Amid all the banners and tifosi at an eerie Parc des Princes, Paris Saint-Germain and Manchester City reignited their rivalry for European dominance in the last four of the Champions League, the competition that for now remains the continent's premier club competition and represents the very best and the very worst of the global game.
On the one side, the hosts and UEFA allies lined up in their traditional colours of dark blue; on the other side the visitors and Super League rebels wore their famous sky blue. In many ways, PSG and City have shaped the European game, a sport that has capitulated to hypercapitalism and a vortex of other nefarious forces in the past two decades.
Much in football has changed ever since Kevin De Bruyne's sumptuous strike from the edge of the box ensured City's progress from the quarter-finals in 'El Gasico' in 2016. The transfer market became inflated, FFP was breached, competition ossified across Europe, and in the background of the PSG-City rivalry, geopolitics in the Gulf escalated. Facades for powerful and affluent states, behemoths PSG and City became part of a self-perpetuating elite of clubs at the top of the European pyramid.
And yet after investing billions in star players and hiring and firing a slate of elite coaches, both PSG and City's quest for continental glory endures. Their existence is informed by their obsession with the European Cup. Of course, in the wake of the European Super League disintegration, PSG were seen as one of the saviors of the Champions League when the club rejected the idea of a closed-shop competition. In the French capital, City were supposedly the pantomime villains.
The villains disappointed and deceived in equal measure in a game that failed to match the high-octane 180 minutes of wild quarter-final chaos between the Parisians and reigning champions Bayern Munich. In the first stanza, City's philosophy of ball possession was rendered impotent by a well-organised PSG. At half-time, Guardiola threw his hands up in frustration. His team had been second best, even if Phil Foden contrived to squander a gilt-edged chance.

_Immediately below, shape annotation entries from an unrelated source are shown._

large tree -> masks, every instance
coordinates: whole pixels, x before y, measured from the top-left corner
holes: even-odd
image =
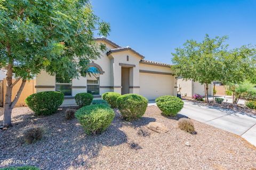
[[[63,78],[85,76],[90,60],[105,48],[94,35],[107,36],[110,27],[86,0],[0,0],[0,68],[7,71],[3,125],[10,126],[26,82],[42,70]]]
[[[172,53],[173,68],[185,80],[192,80],[204,84],[205,101],[209,102],[209,85],[221,78],[222,63],[219,58],[226,55],[227,45],[223,44],[227,37],[210,38],[206,35],[201,42],[187,40],[183,48]]]
[[[178,75],[204,84],[206,102],[209,101],[208,86],[213,81],[231,86],[235,104],[238,101],[235,97],[237,85],[256,79],[255,48],[248,45],[228,50],[228,45],[223,43],[227,38],[211,39],[206,35],[202,42],[188,40],[183,48],[177,48],[172,54],[173,68]]]
[[[233,91],[233,104],[237,104],[241,94],[256,83],[256,49],[248,45],[236,48],[221,58],[223,64],[221,82]]]

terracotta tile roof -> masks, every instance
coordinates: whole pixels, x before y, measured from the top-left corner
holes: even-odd
[[[157,66],[164,66],[164,67],[170,67],[172,66],[170,64],[163,63],[159,63],[159,62],[154,62],[154,61],[149,61],[149,60],[141,60],[140,62],[140,63],[145,64],[149,64],[149,65],[157,65]]]
[[[135,54],[137,54],[138,55],[140,56],[142,58],[144,58],[145,57],[144,57],[143,55],[139,53],[138,52],[136,52],[135,50],[133,49],[132,48],[130,47],[119,47],[117,48],[114,48],[114,49],[111,49],[109,50],[107,53],[107,55],[109,55],[112,53],[115,53],[115,52],[123,52],[125,50],[130,50],[134,53]]]
[[[111,44],[112,45],[113,45],[114,46],[115,46],[115,47],[116,47],[116,48],[111,49],[108,52],[107,52],[107,55],[108,55],[108,56],[112,53],[123,52],[123,51],[125,51],[125,50],[131,50],[132,52],[134,53],[135,54],[137,54],[138,55],[140,56],[141,57],[142,59],[140,61],[140,63],[149,64],[149,65],[157,65],[157,66],[163,66],[163,67],[170,67],[171,66],[171,65],[170,65],[170,64],[144,60],[144,58],[145,57],[144,56],[143,56],[142,55],[141,55],[139,53],[136,52],[135,50],[133,49],[132,48],[131,48],[129,46],[127,46],[126,47],[122,47],[119,46],[118,45],[116,44],[116,43],[114,42],[113,41],[109,40],[108,39],[107,39],[106,38],[105,38],[104,37],[95,38],[94,38],[94,40],[103,40],[103,41],[107,41],[108,43],[109,43],[109,44]]]

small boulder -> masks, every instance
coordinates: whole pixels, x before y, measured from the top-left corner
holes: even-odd
[[[147,127],[150,130],[159,133],[166,133],[169,131],[164,125],[156,122],[149,123]]]

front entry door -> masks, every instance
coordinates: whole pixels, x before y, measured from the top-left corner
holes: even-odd
[[[127,94],[130,92],[130,68],[122,67],[122,94]]]

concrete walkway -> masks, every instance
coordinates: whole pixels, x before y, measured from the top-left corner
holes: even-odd
[[[256,146],[256,115],[184,101],[179,113],[188,117],[236,134]],[[153,100],[148,104],[156,105]]]

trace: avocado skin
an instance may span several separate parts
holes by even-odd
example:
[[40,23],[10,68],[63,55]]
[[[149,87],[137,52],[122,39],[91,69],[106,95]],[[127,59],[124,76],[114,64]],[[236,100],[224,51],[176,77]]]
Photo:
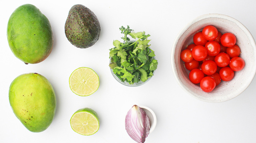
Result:
[[71,8],[65,23],[65,34],[72,44],[80,48],[91,47],[98,39],[100,32],[99,22],[93,12],[82,5]]
[[53,37],[50,23],[32,5],[21,6],[13,11],[7,31],[11,50],[26,64],[41,62],[52,51]]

Had the Spaniard overcomplicated things again? Did his team need a genuine striker instead of playing with a false nine? The English champions-in-waiting were disjointed and meek, a shadow of the sweeping and barnstorming team in domestic competition. From the start, a pattern set in with City passing the ball around a lot and PSG content to sit back and wait for the opportunity to counter at leg-breaking speed with talisman Neymar and superstar Kylian Mbappe. It was all much expected.
After fifteen minutes, Marquinhos connected with a flat, vicious corner from Angel Di Maria to flick a header into the top left corner. Ederson had absolutely no chance whatsoever. PSG, however, didn't press on. In practical terms, it seemed to translate into an utterly illogical entitlement. Complacency tends to kill the momentum in the game. It breeds too much comfort, invites ebbs in intensity levels, and inevitably leads to danger from the opponent.
When City's equaliser arrived in the second half, it was not the result of ingenuity or relentless pressing, but the consequence of slapstick defending in the PSG box with all defenders and goalkeeper Keylor Navas ball-watching De Bruyne's cross. The Belgian's passes are so good that he even scores with them. Every touch of the ball provides a window of opportunity. It was his third goal in three confrontations against PSG and the prelude to Paris' soft capitulation.
The Parisians proved inept at building a wall. Riyad Mahrez, who grew up in the banlieues of the French capital, exploited it with a surprise snap shot. The wall opened up and the ball flew straight through it. It was a sky blue reward for hunger, great mindset, and total command in the second half.
What followed was almost predictable from PSG. Provoked, they crumbled. First, Neymar was booked for a sly nibble at Ruben Dias, then Idrissa Gueye was sent off for a murderous studs-on-ankle stamp on Ilker Gundogan. In those few minutes were bound up the psychodrama that PSG seem unable to shake off in the Champions League: it's a competition that demands too much from the club; that ultimately, whatever happens, seems to elude PSG. The meltdown was complete. Both Neymar and Mbappe faded from the game.
The English victory was an expression of potency. At long last, Pep Guardiola, City, and Abu Dhabi are within reach of what they have longed for all these years.